Phosphatidylserine has further been shown to support healthy endocrine and adrenal responses to mental stress.* In a double-blind study, PS (400 mg, 600 mg or 800 mg/d) was administered to healthy women and men 20 to 45 years old.[8] In the groups receiving 400 mg/d of PS only, researchers observed a beneficial modulation of stress and stress hormones. There was also a positive effect on emotional responses at 400 mg/d. The researchers thought that the activity of PS had to do with modulating the communication axis between the hypothalamus, pituitary, and adrenal glands, which coordinate to regulate stress in the body.*
Phosphatidylserine also supports cognitive function in aging individuals.* In a clinical trial, 70 elderly subjects with cognition complaints experienced transient improvement of cognitive and memory function, as well as improvements in electrical measurements of brain function.[9]*
Acetyl L-Carnitine
Acetyl L-Carnitine (ALC) is needed in the body for the transport of fatty acids. It is derived from the amino acid L-carnitine, and has been shown to support healthy cognitive function, concentration and focus, enhance nerve cell function, regenerate peripheral nerve cells, provide antioxidant protection, and promote cellular energy production.* It also plays a major role in the healthy functioning of mitochondria, the cell organelles responsible for energy production.*[10] Acetyl L-carnitine supports cardiovascular health by providing antioxidant protection and promoting cellular energy production, and has been shown to support the reproductive system.* [11][12]

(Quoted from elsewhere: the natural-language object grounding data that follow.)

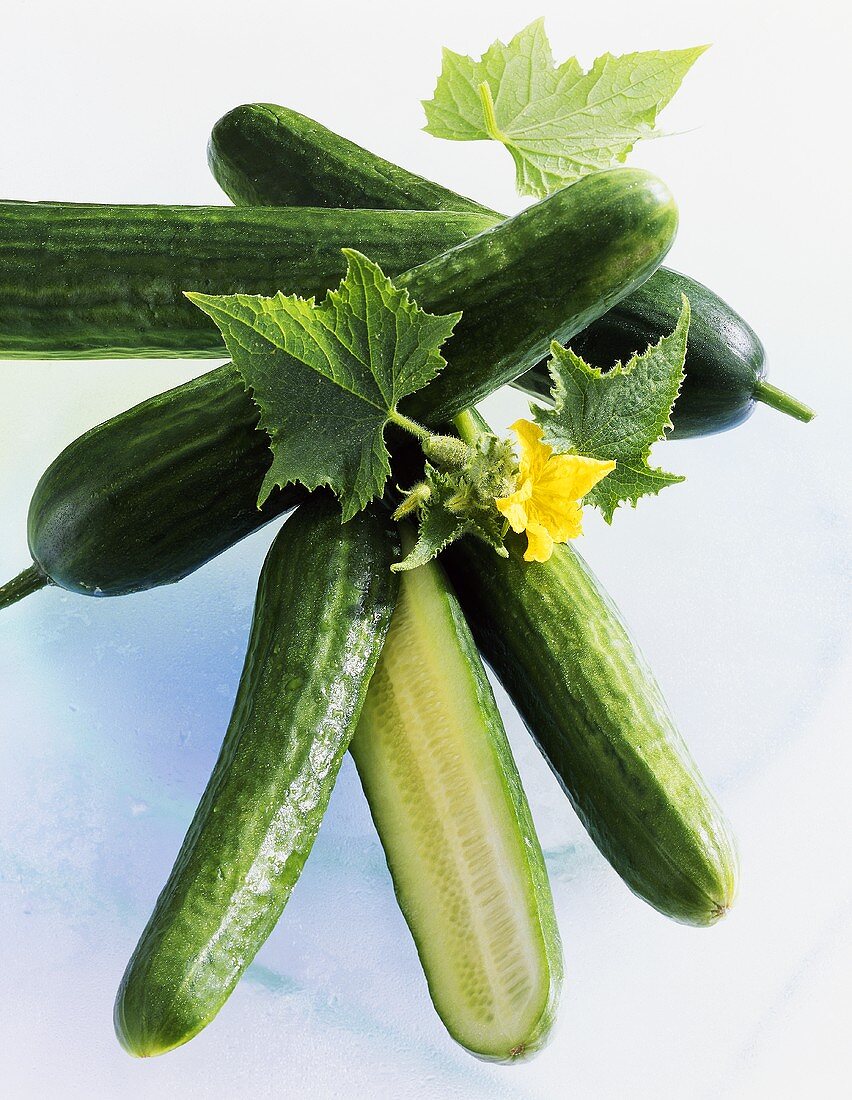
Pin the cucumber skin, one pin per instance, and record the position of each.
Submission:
(615, 226)
(269, 154)
(516, 798)
(262, 155)
(561, 650)
(122, 508)
(725, 358)
(319, 625)
(156, 492)
(108, 282)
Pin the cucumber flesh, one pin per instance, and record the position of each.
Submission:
(452, 816)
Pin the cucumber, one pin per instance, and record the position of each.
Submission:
(261, 153)
(155, 492)
(107, 282)
(324, 602)
(726, 364)
(453, 818)
(563, 653)
(516, 295)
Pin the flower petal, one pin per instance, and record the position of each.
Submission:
(563, 523)
(571, 476)
(539, 543)
(533, 453)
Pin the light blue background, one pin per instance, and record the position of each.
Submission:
(736, 585)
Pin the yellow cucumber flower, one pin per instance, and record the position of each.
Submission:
(550, 487)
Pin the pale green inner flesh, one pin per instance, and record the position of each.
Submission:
(430, 763)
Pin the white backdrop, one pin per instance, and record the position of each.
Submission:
(736, 585)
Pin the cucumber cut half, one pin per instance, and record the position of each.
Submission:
(453, 820)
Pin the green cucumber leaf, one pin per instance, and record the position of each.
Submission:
(617, 414)
(451, 510)
(557, 122)
(328, 377)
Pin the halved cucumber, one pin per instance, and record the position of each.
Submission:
(447, 802)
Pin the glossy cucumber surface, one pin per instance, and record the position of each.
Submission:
(725, 360)
(564, 656)
(450, 810)
(136, 502)
(154, 493)
(107, 282)
(323, 605)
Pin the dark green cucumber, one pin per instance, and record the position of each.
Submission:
(450, 810)
(726, 364)
(562, 651)
(106, 282)
(267, 155)
(261, 153)
(154, 493)
(516, 294)
(323, 605)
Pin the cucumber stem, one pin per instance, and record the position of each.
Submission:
(26, 582)
(784, 403)
(467, 427)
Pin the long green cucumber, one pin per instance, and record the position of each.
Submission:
(516, 294)
(319, 624)
(450, 810)
(563, 653)
(152, 494)
(261, 153)
(106, 282)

Like phosphatidylserine, acetyl-L-carnitine is able to cross the blood-brain barrier.*[13],[14] Although its precise mechanisms of action are unknown, research suggests it benefits nerve cell transmission and energy metabolism.*[15] Animal research suggests a protective effect of ALC on aging neurons,[16] and that this effect might be due in part its antioxidant activity.*[17]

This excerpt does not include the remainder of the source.